Johnson’s report turned out to be a firebell in the night. Stories began surfacing that ICE was taking a real hard line in cases that seemed to be the perfect cases for the exercise of discretion. Super lawyer Matthew Kolken began documenting these cases and reporting on them, creating sufficient credibility that Jose Diaz-Balart of MSNBC asked the President about them in an interview, who responded that there would be consequences for ICE officials who did not follow the administration’s priorities memos.

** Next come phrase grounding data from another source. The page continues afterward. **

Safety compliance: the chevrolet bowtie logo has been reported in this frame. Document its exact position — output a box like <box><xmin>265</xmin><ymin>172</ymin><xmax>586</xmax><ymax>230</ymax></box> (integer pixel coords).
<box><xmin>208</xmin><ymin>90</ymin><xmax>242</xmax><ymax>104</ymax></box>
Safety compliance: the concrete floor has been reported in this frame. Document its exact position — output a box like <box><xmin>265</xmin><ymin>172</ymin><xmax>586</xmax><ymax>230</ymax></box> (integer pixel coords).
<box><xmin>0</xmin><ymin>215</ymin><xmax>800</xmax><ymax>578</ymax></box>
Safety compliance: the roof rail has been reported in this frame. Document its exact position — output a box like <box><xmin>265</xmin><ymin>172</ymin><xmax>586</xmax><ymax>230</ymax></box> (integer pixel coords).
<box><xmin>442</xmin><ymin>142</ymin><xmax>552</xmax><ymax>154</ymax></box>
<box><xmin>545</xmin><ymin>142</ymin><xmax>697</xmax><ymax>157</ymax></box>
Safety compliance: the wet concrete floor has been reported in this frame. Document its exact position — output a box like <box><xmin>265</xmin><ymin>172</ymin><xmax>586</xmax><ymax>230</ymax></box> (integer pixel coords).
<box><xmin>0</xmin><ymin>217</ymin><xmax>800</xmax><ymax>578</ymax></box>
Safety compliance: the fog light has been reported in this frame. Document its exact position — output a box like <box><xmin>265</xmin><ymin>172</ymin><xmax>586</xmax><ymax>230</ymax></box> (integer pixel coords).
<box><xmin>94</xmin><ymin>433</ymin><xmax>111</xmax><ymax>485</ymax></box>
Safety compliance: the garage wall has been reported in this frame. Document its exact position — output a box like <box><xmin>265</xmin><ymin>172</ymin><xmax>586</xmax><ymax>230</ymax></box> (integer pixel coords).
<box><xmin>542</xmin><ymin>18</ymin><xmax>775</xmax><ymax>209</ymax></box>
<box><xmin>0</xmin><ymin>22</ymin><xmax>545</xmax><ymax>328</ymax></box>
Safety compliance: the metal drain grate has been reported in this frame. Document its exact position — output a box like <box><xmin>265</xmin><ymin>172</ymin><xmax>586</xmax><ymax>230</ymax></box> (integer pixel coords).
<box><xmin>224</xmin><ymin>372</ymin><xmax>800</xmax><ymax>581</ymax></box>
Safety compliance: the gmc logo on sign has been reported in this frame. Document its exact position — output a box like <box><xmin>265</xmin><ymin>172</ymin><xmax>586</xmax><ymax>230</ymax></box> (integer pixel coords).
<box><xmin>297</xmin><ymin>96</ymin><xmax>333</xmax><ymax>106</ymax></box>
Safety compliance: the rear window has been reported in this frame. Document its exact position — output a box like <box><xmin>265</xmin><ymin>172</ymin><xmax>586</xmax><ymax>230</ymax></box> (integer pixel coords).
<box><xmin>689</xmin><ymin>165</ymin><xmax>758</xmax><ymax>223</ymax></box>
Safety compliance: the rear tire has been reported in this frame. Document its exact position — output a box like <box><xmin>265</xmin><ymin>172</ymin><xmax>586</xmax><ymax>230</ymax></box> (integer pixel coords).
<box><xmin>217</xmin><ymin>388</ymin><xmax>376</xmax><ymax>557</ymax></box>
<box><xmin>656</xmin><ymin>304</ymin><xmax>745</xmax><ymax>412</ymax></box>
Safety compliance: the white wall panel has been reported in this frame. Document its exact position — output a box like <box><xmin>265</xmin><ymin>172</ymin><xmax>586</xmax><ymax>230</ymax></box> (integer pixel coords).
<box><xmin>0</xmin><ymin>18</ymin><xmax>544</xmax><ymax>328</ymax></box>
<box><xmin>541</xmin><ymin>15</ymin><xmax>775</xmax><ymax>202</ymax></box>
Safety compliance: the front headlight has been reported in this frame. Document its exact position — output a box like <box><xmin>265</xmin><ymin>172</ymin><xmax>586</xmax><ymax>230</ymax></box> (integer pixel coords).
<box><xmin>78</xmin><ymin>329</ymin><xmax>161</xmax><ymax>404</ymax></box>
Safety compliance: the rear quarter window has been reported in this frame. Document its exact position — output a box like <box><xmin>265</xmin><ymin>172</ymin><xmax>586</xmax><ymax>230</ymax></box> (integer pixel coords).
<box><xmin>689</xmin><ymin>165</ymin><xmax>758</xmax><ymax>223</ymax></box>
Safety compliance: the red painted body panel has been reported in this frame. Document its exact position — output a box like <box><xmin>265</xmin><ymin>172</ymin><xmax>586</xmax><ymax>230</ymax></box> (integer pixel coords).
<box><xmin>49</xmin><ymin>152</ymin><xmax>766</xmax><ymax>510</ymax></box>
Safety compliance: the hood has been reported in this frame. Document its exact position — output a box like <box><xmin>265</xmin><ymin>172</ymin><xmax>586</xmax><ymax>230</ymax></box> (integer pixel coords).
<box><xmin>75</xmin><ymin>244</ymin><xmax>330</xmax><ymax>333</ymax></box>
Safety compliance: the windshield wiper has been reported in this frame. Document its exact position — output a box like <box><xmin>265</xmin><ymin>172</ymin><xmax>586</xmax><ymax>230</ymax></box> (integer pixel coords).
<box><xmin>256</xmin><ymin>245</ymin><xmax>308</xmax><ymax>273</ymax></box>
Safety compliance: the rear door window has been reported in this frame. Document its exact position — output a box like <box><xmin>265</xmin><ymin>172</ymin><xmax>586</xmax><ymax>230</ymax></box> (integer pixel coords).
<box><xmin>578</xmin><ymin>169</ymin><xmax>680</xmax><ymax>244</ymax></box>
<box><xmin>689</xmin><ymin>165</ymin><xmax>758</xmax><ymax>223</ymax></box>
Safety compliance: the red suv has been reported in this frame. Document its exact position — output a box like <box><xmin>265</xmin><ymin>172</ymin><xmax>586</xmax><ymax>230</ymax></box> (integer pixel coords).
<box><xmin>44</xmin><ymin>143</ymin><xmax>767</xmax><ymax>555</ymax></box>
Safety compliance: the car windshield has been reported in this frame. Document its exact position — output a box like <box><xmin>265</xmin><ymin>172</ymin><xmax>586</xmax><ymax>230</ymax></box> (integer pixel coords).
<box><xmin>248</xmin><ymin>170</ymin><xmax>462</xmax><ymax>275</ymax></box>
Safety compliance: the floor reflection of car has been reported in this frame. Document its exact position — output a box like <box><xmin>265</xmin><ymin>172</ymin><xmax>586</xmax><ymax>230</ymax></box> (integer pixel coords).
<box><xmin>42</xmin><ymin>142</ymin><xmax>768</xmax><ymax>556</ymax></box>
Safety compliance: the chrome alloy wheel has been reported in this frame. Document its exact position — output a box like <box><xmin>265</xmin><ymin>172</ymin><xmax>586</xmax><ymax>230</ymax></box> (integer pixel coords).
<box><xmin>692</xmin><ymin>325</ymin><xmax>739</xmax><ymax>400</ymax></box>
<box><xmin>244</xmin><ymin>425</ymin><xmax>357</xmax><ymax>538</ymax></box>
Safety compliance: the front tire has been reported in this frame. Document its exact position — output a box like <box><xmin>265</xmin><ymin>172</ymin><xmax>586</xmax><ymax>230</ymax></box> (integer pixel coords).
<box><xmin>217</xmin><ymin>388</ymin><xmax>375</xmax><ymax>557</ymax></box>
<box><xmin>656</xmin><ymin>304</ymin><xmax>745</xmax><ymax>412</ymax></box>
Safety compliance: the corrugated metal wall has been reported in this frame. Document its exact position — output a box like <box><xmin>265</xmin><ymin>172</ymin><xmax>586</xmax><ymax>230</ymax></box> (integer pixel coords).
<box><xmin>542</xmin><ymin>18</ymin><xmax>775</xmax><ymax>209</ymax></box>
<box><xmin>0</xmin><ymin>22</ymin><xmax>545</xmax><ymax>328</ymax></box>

The reality of the ICE enforcement spree hit home in the past couple of weeks:
Pastor Max Villatoro
Earlier this week, ICE deported a Mennonite pastor and father of four United States citizens, Max Villatoro, to Honduras. ICE called the Iowa pastor a priority for removal due to two convictions from the late 90s– one for driving under the influence and the other for a false statement to get a drivers license.
Omar Lopez
ICE calls Omar Lopez, a Spanish citizen, a priority for removal because he overstayed his period of admission by a few months and is detaining him outside of Buffalo NY despite a U.S. citizen wife and step-daughter.
Not this Pedro Martinez
Pedro Rivera Martinez is the father and grandfather of several U.S. citizens and should qualify for DAPA. He was arrested this month by ICE for a misdemeanor charge from the 1980s and a removal order from 1986.
This enforcement spree is part of what ICE has called “Operation Cross Check.” ICE has splashed around headlines about how it has rounded up 2000 “criminal aliens” and that ICE was focusing on the “worst of the worst.” Of those 2000, approximately half were individuals with misdemeanor convictions, such as driving without a license and driving under the influence. The President has asserted that the priority would be “felons, not families.” ICE’s actions demonstrate the opposite- that ICE is operating again without limit and seeking mass deportation.